Day 502 - Why so serious - https://golifelog.com/posts/why-so-serious-1652750324079

I would call myself a serious person. As a kid, I was the serious one. Never the first to laugh or joke. Always the first to observe, learn and do.

I think it carried over to my career and work, and it had served me well… mostly. Being serious about work is favoured by employers of course. But it doesn’t get you much favours from your colleagues being so serious. The social department doesn’t get much capital. And I brought 100% of that into entrepreneurship.

Lately I’ve been thinking I need to change that. It’s one of those funny things that entrepreneurship does to you. From wanting to learn how to better spot opportunities and be lucky, to embracing my identity-based goals of an Opportunistic Trickster, to now wanting to be less serious. I feel like I need to flip my serious to fun ratio around. Maybe it 90% serious, 10% fun. I want to get to 40% serious, 60% fun. Or more.

Why be less serious? I’d invert it and ask back, “Why so serious?”

This line from Osho comes to mind:

“I don’t think existence wants you to be serious. I have not seen a serious tree. I have not seen a serious bird. I have not seen a serious starry night. It seems they are all laughing in their own ways, dancing in their own ways. We may not understand it, but there is a subtle feeling that the whole of existence is a celebration.”
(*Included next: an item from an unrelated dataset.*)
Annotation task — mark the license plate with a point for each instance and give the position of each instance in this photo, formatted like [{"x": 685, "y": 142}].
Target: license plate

Maybe it’s age. Maybe it’s due to reaching mid-life. Maybe it’s a recognition that time is running out. Maybe it’s what having a kid does to you. Maybe it’s realising that my past serious ways aren’t helping in my work - maybe even holding it back. Maybe it’s witnessing how I’m not enjoying my journey. Maybe it’s a sense that ultimately, what’s the point of being serious if it helps me get to my goals but not my happiness?

Fact is, many of the most successful folks in my field whom I look up to, always look like they are having the more fun than anyone else. If I can’t take a cue from my own life, perhaps I can listen to their’s for a change.